Judy waves her gavel to attract attention. “Blah, blah, blah,” she says. “If we aired every minute of your life, KB, viewers would have tuned out long ago.”

“That was an admission of guilt, in case you didn't recognize it,” I say. “But recognizing the difference between entertaining TV and the truth isn't the only thing I learned this summer. Living with another family has taught me a lot about my own. My parents are numbers people. They're all about rules. They see cause and effect, profit and debt, black and white. The Mulligans have taught me to see shades of gray.

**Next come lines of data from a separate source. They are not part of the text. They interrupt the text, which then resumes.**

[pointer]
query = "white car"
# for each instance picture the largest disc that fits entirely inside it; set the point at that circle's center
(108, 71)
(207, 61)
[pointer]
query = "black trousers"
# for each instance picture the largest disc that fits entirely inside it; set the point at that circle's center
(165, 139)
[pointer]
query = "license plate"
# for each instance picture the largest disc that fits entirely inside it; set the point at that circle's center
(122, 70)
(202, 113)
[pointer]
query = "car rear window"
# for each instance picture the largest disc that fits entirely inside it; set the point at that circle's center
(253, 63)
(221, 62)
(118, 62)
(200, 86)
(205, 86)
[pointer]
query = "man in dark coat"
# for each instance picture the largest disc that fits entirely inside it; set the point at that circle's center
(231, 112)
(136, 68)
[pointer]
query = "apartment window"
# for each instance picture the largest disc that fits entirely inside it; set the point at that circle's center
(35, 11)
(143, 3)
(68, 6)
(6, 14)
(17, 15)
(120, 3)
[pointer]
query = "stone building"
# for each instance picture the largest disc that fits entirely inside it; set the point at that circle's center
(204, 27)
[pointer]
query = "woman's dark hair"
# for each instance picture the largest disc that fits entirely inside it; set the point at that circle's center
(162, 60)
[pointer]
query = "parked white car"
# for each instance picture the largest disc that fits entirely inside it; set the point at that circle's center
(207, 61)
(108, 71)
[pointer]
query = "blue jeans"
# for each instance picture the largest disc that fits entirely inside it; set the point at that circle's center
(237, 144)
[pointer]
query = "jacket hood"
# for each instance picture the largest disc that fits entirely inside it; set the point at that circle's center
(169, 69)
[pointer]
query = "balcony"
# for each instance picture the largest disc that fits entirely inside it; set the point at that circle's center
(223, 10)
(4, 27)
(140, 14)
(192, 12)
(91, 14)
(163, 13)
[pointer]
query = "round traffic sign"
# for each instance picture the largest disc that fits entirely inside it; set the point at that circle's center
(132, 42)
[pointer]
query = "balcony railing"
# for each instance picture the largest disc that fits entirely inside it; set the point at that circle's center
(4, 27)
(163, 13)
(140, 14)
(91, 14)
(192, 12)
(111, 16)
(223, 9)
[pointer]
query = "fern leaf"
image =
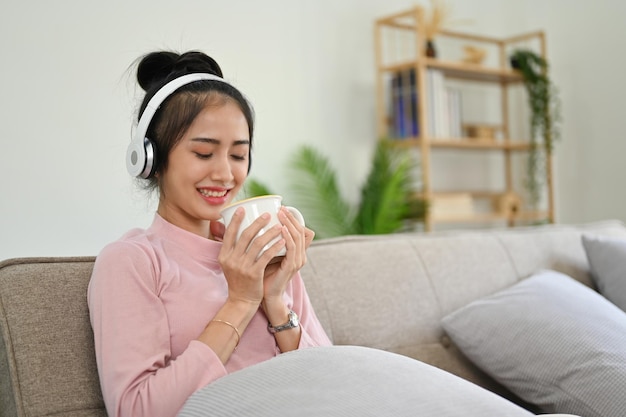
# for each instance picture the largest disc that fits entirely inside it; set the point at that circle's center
(315, 192)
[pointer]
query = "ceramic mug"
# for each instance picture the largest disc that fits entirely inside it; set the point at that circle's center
(256, 206)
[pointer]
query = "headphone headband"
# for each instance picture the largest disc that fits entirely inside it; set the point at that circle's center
(140, 154)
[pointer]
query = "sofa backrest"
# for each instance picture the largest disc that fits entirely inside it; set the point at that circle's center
(391, 292)
(387, 292)
(47, 359)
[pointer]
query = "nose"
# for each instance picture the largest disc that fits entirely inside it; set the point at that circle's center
(221, 170)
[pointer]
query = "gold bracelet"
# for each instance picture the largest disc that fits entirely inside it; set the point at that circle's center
(231, 325)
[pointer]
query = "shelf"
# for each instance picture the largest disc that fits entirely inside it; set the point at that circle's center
(491, 217)
(412, 91)
(461, 70)
(464, 143)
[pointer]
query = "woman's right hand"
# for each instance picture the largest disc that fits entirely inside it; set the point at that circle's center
(243, 267)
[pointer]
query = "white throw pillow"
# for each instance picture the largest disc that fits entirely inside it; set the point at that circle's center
(552, 341)
(607, 260)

They taught me about living with passion and commitment. Yet, I also learned that even the most open-minded parents want their kids to do as they say.”

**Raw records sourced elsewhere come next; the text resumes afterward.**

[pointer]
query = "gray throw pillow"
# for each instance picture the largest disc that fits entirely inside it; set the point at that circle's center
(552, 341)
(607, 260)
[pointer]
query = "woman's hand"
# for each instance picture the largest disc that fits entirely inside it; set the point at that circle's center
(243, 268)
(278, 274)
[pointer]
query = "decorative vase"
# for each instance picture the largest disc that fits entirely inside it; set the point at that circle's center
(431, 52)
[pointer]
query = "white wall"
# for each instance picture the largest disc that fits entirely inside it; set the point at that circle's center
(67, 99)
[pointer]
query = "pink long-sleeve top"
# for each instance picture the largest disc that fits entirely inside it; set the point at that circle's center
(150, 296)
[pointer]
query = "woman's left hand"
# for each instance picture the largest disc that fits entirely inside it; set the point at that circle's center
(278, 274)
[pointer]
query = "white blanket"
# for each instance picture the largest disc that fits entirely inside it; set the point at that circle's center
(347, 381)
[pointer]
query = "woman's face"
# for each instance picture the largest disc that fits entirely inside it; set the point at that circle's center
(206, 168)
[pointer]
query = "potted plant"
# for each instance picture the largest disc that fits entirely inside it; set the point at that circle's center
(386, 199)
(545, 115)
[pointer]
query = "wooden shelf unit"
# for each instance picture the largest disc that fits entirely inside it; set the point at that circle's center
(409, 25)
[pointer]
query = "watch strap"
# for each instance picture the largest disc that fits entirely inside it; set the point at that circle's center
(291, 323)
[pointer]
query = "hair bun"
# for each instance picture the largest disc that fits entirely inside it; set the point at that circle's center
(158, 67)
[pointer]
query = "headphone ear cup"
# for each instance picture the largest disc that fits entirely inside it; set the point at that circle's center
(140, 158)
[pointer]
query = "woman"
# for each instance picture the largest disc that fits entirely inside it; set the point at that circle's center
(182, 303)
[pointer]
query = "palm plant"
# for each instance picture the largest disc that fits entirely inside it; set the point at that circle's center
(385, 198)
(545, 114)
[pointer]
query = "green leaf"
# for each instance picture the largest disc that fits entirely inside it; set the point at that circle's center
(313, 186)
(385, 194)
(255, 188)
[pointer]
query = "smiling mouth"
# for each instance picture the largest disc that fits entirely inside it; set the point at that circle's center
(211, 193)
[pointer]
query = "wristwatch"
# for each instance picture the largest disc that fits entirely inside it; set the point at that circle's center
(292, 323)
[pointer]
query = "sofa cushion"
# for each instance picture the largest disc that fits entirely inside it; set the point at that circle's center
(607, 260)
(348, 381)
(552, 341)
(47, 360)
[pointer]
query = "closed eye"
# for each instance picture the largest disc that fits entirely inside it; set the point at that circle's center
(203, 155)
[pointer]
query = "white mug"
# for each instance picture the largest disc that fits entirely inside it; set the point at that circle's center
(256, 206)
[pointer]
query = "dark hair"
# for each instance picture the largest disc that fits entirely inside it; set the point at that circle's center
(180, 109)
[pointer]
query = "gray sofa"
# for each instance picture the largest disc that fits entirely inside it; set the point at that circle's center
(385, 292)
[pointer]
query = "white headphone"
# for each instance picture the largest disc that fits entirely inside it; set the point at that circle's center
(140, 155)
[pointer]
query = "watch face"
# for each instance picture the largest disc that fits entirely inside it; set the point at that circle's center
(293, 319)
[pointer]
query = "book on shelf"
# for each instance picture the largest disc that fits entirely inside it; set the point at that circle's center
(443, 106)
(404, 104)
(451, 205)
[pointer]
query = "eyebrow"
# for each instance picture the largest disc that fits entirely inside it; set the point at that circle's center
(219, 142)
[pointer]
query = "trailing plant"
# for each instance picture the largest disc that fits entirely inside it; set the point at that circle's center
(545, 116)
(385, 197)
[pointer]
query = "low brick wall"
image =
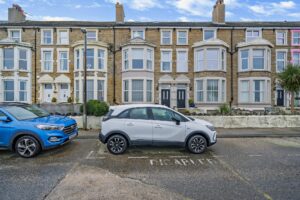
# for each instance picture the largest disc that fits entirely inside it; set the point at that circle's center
(267, 121)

“KB?” Judy says. “Snoring.”

“It's
my
argument,” I tell her. “I get to be boring if I want.” I continue, addressing the gallery. “Being a teenager means exploring options. We can't always accept what adults tell us at face value. Sometimes we have to figure things out on our own. If parents teach their kids to think for themselves, then those kids should be able to make sound decisions. Some of you think my decisions weren't very sound, but I'm fifteen and I can't get it right all the time. I'm more worried about the decisions that were made
for
me. I never wanted to divorce my parents; I just wanted to spend more time in Monterey. But when the network came up with the idea—” Judy tries to cut in here but I walk back to the bench, seize her gavel, and keep talking. “When the network came up with the idea, I didn't fight hard enough against it. I allowed myself to be railroaded. As a result, I've learned that I have to speak up when I know something is wrong.”

Aaron creeps up behind me and snatches the gavel back, giving me a second to catch my breath before going on.

“It was a hard lesson, especially now that I'm potentially facing life on my own. I don't have a plan yet, but I know I'll survive somehow. That being said, I want to go home. I've realized that my parents have done their best. They've given me a good brain, good values, and some practical rules to live by.”